“Could Ballot Images Loosen the Grip of Disinformation?”

Steven Rosenfeld discusses an Arizona measure with the backing of both Adrian Fontes and Ken Bennett, which would publicly release registration rolls, voter lists, scanned ballot images, and final electoral tallies.  Much of that information is already available (voter rolls are currently available for a fee), but general availability of the ballot images would be new.

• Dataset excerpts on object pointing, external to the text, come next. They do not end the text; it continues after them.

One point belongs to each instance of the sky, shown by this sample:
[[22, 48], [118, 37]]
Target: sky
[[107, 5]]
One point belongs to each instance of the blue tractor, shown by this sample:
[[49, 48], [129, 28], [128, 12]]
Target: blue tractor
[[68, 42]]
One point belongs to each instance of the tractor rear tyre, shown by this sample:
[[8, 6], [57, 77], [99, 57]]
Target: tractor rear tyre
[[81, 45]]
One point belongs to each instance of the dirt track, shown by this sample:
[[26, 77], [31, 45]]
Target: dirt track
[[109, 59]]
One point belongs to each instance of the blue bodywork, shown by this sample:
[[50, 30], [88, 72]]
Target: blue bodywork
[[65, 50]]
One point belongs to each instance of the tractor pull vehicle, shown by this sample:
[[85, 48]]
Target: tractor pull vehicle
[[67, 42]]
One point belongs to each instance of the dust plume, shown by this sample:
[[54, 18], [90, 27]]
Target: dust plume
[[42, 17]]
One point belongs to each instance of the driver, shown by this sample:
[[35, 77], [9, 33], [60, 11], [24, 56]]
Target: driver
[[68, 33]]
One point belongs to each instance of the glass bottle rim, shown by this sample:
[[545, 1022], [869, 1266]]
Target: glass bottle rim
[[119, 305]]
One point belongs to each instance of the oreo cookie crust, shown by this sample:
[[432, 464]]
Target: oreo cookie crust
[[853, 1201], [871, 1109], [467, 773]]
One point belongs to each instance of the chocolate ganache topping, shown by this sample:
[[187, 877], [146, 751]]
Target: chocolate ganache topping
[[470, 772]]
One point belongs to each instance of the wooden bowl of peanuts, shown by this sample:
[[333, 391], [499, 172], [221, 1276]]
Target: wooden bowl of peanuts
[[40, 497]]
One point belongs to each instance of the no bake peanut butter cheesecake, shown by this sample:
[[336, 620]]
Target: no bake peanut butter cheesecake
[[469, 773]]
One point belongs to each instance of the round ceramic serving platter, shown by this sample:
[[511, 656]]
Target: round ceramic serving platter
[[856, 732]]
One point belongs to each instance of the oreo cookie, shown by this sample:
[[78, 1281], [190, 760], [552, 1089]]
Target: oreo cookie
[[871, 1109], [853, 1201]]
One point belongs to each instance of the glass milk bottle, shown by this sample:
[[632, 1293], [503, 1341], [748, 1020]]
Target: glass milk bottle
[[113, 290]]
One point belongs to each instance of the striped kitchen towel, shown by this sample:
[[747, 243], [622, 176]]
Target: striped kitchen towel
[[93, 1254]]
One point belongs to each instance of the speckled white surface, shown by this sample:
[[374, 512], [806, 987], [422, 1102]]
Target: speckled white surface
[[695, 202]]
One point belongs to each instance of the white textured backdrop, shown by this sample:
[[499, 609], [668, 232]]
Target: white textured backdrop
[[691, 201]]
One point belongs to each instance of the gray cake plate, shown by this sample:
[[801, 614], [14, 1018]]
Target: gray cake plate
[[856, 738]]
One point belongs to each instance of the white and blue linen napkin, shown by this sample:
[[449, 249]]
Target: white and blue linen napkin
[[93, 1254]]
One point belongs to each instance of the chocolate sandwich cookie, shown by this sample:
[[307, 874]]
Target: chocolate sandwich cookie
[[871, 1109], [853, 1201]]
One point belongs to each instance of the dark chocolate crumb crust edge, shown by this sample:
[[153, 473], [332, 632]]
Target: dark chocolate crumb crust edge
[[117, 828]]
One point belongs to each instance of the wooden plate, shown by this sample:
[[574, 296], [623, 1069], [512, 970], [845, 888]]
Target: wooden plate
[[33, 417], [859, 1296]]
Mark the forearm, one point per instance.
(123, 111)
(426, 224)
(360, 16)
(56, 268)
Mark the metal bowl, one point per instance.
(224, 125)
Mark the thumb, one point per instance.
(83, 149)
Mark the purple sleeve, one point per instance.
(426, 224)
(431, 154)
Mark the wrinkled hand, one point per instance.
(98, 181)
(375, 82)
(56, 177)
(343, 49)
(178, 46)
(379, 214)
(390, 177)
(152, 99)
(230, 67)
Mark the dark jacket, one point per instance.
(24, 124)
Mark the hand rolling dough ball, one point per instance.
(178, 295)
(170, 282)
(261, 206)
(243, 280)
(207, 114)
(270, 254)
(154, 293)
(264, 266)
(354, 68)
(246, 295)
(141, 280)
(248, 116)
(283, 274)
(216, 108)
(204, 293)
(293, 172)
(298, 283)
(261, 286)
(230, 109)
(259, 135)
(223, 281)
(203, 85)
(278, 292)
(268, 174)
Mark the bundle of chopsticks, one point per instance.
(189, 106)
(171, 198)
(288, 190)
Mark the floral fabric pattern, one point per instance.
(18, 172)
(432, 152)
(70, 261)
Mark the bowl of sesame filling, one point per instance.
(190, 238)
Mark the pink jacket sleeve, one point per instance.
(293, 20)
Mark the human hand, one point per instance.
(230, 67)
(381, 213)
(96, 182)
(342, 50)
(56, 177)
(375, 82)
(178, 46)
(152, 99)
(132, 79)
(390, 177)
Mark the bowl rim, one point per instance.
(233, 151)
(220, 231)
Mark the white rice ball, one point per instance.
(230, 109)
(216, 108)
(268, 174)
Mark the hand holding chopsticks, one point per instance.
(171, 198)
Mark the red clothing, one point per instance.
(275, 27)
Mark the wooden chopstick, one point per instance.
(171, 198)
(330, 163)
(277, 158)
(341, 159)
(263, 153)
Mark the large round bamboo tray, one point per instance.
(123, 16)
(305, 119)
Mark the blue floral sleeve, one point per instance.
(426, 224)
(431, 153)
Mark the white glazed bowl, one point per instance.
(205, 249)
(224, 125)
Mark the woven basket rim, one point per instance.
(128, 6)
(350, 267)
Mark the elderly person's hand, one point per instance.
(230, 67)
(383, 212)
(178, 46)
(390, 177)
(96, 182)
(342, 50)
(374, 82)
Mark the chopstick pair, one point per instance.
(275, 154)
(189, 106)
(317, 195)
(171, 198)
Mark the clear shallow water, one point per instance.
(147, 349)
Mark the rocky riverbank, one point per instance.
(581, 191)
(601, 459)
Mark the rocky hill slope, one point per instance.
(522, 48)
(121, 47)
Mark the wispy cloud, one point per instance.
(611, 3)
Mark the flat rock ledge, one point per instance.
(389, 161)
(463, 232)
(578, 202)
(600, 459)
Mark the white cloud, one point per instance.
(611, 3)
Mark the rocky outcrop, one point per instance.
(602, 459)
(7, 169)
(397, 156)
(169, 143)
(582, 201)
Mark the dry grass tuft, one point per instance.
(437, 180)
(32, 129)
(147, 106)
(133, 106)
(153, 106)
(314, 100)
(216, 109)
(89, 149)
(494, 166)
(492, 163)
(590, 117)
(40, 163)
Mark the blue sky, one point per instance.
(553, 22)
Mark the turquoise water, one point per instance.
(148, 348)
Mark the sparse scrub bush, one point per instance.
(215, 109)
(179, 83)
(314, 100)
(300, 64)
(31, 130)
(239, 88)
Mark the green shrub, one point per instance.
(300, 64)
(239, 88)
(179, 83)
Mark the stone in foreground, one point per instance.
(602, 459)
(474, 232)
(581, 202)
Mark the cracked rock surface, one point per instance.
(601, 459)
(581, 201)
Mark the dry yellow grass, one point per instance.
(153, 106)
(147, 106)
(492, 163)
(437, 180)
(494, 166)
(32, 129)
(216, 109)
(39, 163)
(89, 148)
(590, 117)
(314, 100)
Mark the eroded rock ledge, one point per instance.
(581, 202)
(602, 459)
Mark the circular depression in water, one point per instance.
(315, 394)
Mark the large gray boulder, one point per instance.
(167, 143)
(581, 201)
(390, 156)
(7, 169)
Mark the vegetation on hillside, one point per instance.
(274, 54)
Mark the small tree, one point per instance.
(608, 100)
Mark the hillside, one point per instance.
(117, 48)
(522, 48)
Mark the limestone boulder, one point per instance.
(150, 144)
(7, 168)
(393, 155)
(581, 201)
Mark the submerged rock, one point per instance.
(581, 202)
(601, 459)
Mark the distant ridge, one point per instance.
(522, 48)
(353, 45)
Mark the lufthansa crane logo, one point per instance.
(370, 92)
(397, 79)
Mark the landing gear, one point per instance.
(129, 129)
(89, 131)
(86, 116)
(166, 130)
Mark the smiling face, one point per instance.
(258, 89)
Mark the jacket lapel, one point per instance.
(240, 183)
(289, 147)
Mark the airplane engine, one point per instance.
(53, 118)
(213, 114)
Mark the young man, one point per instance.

I’m a fan of reasonable transparency.  But I’m skeptical that releasing this raw data will do much to tamp down conspiracy theories, which rely on the veneer of data analytics and the pretense of expertise but are notoriously fact-resistant.  (To be clear, because the underlying facts don’t matter much to peddlers of conspiracy, I’m also not sure whether the marginal oxygen makes the existing fire that much worse either.  If we better supported local journalism, I suppose the extra data might allow a greater number of responsible stories about what actually happened, to accompany the greater number of irresponsible cherry-picking posts driven by confirmation bias.)  

I’ve written before about the danger of enthusiasm without precision, and of citizen vigilantes seeing the law as they want it to be rather than as it is.  There will continue to be purveyors of nonsense, from those who are mistaken and from charlatans seeking profit, and people inclined to believe the nonsense don’t seem to me to be easily dissuaded by the incremental availability of data.